Former high school teacher-librarian Colin Campbell has drawn on his Scottish roots and knowledge of the BC interior to craft this informative and entertaining young adult novel. The adventure begins in the spring of 1862 when seventeen-year-old Callum is forced to leave the family’s Glasgow-area farm—which has been struck by an outbreak of sheep scrapie—for the Cariboo gold fields. With the support of family members, he has enough resources for a dangerous sail around Cape Horn and on to Victoria. From there, he treks (via ferries, barges, canoes, mules, and camels), meeting villains and friends among the 30,000 or so prospectors who also flooded the BC interior seeking riches from placer gold deposits. Eventually, that autumn, Callum teams up with a trio of more experienced prospectors on a claim at Williams Creek and, within two weeks, paydirt is hit. That modest fortune is enough to save the McBay family farm back in Scotland.

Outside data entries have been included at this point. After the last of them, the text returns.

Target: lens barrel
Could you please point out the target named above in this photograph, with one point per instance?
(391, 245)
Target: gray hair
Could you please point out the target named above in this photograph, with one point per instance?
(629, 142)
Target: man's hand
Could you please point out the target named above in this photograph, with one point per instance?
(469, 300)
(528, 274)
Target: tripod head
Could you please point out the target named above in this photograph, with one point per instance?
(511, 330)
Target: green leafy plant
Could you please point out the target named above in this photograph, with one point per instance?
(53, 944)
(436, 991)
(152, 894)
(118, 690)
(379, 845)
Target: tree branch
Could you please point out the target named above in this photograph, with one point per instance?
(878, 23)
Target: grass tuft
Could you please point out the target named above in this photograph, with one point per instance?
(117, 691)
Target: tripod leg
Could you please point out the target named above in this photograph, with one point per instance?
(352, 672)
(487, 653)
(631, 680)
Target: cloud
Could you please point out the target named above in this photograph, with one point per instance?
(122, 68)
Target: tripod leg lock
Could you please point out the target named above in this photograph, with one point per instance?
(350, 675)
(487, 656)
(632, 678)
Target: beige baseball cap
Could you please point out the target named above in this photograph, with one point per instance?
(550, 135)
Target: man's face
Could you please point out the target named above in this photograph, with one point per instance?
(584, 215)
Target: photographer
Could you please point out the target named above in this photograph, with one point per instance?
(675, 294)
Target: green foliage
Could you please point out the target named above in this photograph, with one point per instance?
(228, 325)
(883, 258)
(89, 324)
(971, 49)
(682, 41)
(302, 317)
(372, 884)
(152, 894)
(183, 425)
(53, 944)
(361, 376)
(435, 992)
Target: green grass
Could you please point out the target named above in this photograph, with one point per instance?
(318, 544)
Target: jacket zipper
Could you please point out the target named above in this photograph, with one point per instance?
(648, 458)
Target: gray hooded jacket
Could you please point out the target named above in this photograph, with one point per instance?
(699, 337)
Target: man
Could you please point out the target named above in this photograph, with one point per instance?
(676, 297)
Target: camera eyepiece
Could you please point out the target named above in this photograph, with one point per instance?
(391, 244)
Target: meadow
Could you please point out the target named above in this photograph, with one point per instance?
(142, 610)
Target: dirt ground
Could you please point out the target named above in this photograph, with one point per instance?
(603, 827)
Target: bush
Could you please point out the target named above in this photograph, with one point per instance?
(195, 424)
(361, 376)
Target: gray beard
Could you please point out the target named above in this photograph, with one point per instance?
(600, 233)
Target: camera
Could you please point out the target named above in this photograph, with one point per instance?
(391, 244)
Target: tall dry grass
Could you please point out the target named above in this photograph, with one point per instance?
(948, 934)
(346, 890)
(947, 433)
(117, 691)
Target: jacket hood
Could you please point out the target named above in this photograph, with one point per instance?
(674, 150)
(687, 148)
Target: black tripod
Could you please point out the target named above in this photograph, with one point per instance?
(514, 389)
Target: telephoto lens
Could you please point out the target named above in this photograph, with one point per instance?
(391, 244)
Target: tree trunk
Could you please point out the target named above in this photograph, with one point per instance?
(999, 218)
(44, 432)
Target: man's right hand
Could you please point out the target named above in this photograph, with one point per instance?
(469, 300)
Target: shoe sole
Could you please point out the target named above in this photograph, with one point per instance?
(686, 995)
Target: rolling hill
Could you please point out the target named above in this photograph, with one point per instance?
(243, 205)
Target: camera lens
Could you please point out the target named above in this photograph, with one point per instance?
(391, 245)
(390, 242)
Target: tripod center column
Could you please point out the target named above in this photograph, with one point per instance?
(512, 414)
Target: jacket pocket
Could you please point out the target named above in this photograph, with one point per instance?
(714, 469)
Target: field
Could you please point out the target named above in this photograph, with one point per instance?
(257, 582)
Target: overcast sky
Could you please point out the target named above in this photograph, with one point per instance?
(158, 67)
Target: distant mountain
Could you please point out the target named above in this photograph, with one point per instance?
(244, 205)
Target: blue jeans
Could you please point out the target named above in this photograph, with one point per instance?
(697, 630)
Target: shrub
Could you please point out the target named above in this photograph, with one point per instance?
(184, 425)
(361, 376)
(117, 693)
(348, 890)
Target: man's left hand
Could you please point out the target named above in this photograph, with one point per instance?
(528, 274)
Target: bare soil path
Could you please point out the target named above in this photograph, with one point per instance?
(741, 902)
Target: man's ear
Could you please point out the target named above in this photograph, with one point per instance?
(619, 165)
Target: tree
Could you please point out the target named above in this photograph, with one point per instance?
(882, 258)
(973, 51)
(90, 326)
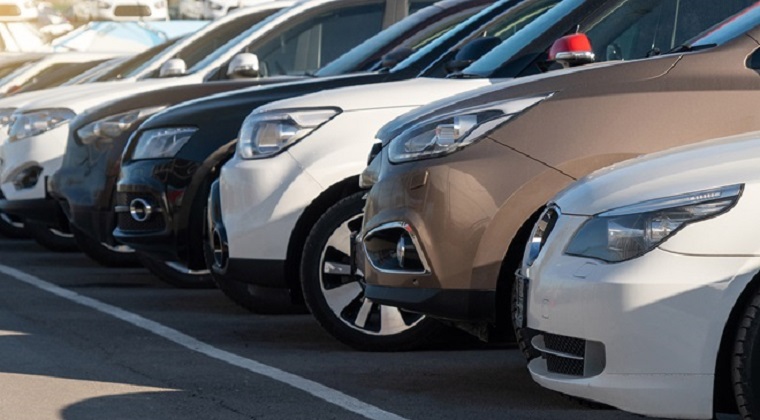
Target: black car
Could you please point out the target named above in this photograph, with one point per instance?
(85, 184)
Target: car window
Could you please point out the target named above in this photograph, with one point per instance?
(130, 66)
(56, 75)
(310, 44)
(641, 28)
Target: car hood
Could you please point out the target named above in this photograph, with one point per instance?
(82, 97)
(414, 92)
(554, 81)
(697, 167)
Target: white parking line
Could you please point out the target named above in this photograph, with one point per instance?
(316, 389)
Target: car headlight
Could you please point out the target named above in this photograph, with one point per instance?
(628, 232)
(448, 133)
(162, 142)
(5, 117)
(108, 128)
(37, 122)
(267, 133)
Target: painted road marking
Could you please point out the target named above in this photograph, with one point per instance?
(318, 390)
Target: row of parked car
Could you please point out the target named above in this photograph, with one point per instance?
(237, 157)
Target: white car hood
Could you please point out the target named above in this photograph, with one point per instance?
(82, 97)
(697, 167)
(414, 92)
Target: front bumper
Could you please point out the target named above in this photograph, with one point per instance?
(27, 163)
(454, 207)
(645, 332)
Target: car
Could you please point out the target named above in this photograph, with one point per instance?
(122, 10)
(174, 233)
(303, 197)
(299, 28)
(85, 183)
(63, 64)
(447, 216)
(640, 284)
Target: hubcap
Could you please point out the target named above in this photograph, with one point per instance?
(345, 293)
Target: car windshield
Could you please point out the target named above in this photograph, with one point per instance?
(127, 68)
(729, 29)
(201, 54)
(56, 75)
(618, 30)
(414, 32)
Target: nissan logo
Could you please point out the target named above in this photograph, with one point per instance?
(140, 210)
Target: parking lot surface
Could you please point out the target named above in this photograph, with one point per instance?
(80, 341)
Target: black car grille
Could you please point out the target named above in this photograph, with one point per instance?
(565, 345)
(133, 10)
(125, 222)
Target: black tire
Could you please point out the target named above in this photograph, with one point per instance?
(369, 334)
(109, 257)
(176, 278)
(12, 227)
(745, 361)
(52, 239)
(237, 291)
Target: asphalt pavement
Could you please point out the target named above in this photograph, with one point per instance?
(81, 341)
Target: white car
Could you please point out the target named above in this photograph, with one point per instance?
(64, 64)
(275, 176)
(642, 284)
(122, 10)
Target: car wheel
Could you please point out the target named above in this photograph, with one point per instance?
(336, 298)
(12, 227)
(745, 363)
(237, 291)
(116, 256)
(52, 239)
(176, 276)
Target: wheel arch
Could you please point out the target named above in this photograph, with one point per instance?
(723, 397)
(306, 222)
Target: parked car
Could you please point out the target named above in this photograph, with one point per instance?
(641, 284)
(63, 64)
(122, 10)
(85, 184)
(302, 195)
(284, 43)
(459, 184)
(174, 233)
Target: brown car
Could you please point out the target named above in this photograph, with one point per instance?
(459, 184)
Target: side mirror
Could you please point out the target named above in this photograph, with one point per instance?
(172, 68)
(244, 65)
(394, 57)
(572, 50)
(472, 51)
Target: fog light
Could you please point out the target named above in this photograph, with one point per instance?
(27, 178)
(140, 210)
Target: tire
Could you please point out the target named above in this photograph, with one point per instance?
(745, 361)
(12, 227)
(174, 277)
(122, 256)
(52, 239)
(347, 315)
(237, 291)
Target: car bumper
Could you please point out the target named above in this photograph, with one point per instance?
(29, 162)
(647, 331)
(448, 205)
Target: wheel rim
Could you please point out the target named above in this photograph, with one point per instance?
(344, 293)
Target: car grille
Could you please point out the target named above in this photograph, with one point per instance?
(9, 10)
(132, 10)
(125, 222)
(559, 352)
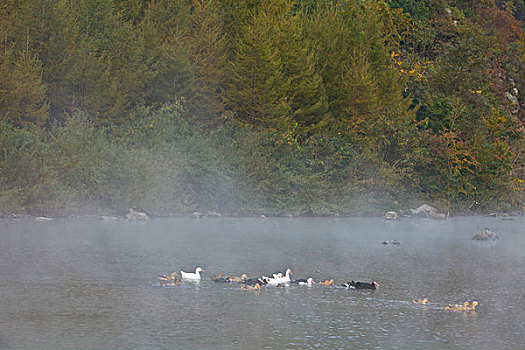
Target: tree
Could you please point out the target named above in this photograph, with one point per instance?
(22, 91)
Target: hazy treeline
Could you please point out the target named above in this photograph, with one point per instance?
(261, 106)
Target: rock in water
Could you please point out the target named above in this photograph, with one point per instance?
(43, 218)
(391, 215)
(485, 234)
(136, 216)
(392, 241)
(428, 211)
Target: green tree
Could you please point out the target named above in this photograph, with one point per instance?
(22, 91)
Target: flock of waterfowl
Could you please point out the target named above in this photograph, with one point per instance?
(279, 280)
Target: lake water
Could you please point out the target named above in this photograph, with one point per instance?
(79, 284)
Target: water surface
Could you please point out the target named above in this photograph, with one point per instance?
(77, 284)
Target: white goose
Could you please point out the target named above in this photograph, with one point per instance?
(191, 275)
(279, 279)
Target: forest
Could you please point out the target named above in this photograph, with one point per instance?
(250, 107)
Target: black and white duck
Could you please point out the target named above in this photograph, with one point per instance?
(304, 282)
(361, 285)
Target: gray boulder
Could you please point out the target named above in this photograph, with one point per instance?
(133, 215)
(391, 215)
(427, 211)
(485, 234)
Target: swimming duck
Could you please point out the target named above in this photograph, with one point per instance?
(421, 301)
(457, 307)
(247, 287)
(278, 280)
(361, 285)
(327, 283)
(253, 281)
(237, 279)
(172, 278)
(472, 306)
(191, 275)
(304, 282)
(219, 278)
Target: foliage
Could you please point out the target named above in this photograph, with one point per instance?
(279, 106)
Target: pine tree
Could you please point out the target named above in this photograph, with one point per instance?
(206, 45)
(256, 93)
(22, 91)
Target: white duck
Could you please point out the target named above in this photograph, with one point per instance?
(286, 278)
(191, 275)
(278, 278)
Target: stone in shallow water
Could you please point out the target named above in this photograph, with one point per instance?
(485, 234)
(136, 216)
(43, 218)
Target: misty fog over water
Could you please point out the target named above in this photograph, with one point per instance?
(79, 284)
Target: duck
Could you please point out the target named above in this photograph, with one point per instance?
(286, 278)
(247, 287)
(277, 280)
(472, 306)
(253, 281)
(327, 283)
(191, 275)
(421, 301)
(237, 279)
(219, 278)
(173, 278)
(361, 285)
(457, 307)
(304, 282)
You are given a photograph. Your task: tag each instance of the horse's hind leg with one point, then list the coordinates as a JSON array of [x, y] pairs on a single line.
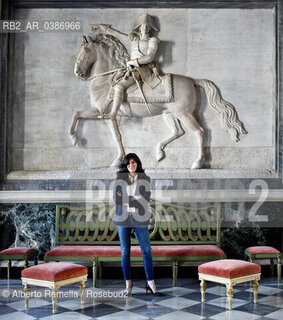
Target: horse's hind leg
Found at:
[[89, 114], [190, 121], [176, 132]]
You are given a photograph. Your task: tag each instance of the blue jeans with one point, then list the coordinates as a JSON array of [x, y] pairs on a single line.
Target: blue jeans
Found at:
[[142, 234]]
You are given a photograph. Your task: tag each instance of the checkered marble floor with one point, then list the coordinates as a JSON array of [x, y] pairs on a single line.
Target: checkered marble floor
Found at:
[[109, 301]]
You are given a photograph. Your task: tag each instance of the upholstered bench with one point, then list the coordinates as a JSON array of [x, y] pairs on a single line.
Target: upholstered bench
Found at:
[[229, 272], [179, 235], [54, 275], [19, 253], [175, 253], [266, 252]]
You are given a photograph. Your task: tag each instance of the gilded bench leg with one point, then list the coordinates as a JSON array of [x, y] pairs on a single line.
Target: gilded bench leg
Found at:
[[9, 270], [230, 293], [279, 267], [175, 273], [82, 290], [271, 268], [27, 291], [94, 271], [255, 289], [202, 289], [54, 299]]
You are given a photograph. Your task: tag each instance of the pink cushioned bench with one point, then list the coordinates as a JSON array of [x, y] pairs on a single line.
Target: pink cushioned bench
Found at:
[[266, 252], [18, 253], [193, 241], [229, 272], [54, 275]]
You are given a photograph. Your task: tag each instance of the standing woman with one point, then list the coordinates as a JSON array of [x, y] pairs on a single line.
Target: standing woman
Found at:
[[131, 195]]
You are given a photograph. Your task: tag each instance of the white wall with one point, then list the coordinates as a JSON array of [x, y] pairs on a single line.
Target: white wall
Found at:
[[235, 48]]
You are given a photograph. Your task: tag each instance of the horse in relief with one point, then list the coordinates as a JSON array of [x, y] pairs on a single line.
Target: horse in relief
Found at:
[[98, 59]]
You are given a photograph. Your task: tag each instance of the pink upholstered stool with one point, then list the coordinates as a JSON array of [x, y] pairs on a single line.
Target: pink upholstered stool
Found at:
[[19, 253], [54, 275], [229, 272], [265, 252]]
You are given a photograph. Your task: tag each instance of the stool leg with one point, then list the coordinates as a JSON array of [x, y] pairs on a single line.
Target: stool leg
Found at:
[[9, 270], [82, 290], [255, 289], [54, 299], [175, 273], [94, 272], [100, 269], [271, 268], [230, 293], [279, 267], [27, 291], [202, 290]]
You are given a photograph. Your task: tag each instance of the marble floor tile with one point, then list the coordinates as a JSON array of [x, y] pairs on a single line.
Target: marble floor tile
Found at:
[[128, 304], [16, 315], [276, 315], [33, 303], [177, 303], [176, 291], [275, 300], [265, 290], [178, 315], [123, 315], [223, 302], [234, 315]]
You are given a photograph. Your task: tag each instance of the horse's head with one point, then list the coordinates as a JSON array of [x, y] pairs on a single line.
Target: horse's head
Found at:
[[85, 58]]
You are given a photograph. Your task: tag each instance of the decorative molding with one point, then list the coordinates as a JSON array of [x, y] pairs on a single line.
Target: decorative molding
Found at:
[[166, 173], [184, 196]]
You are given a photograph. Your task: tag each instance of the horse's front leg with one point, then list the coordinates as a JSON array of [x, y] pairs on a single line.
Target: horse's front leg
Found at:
[[113, 126], [89, 114]]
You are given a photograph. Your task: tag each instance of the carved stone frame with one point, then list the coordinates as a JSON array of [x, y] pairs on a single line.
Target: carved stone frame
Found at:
[[7, 12]]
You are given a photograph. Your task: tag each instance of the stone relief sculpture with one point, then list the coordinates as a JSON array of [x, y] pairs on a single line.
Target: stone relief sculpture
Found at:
[[133, 86]]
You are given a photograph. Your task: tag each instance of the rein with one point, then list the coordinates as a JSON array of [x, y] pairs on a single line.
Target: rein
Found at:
[[103, 74]]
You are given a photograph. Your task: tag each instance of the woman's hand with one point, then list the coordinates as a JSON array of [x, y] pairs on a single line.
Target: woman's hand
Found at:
[[136, 198]]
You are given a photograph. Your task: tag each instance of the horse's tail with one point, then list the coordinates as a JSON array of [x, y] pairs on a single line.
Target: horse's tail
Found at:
[[228, 114]]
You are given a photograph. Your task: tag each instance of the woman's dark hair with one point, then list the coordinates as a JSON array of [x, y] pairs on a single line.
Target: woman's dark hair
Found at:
[[126, 161]]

Classroom Connections: The introduction to this brief novel includes a comprehensive map by Jeffrey Ward, an author’s note serving as a preface, a closing historical note, and a separate acknowledgement section by Campbell, which better explains the region’s historical geography and the book’s source material. Throughout the novel, there is consideration given to local First Nations people at this time, through contributions like transporting newcomers and suffering from mass outbreaks of disease imported by prospectors. The concise nature of the work means it has potential for a cross-curricular class novel study, especially since it is based on critical events in mid-nineteenth-century British North American history. One of the two topics in Ontario’s 2023 grade eight History curriculum, for example, is “Creating Canada, 1850–1890,” where students are encouraged to “learn about the experiences of and challenges facing different groups, including First Nations … during this period. They also learn about the legacy of colonialism.”

Review by George Sheppard.


This review is featured in Canadian Teacher Magazine’s Winter 2026 issue.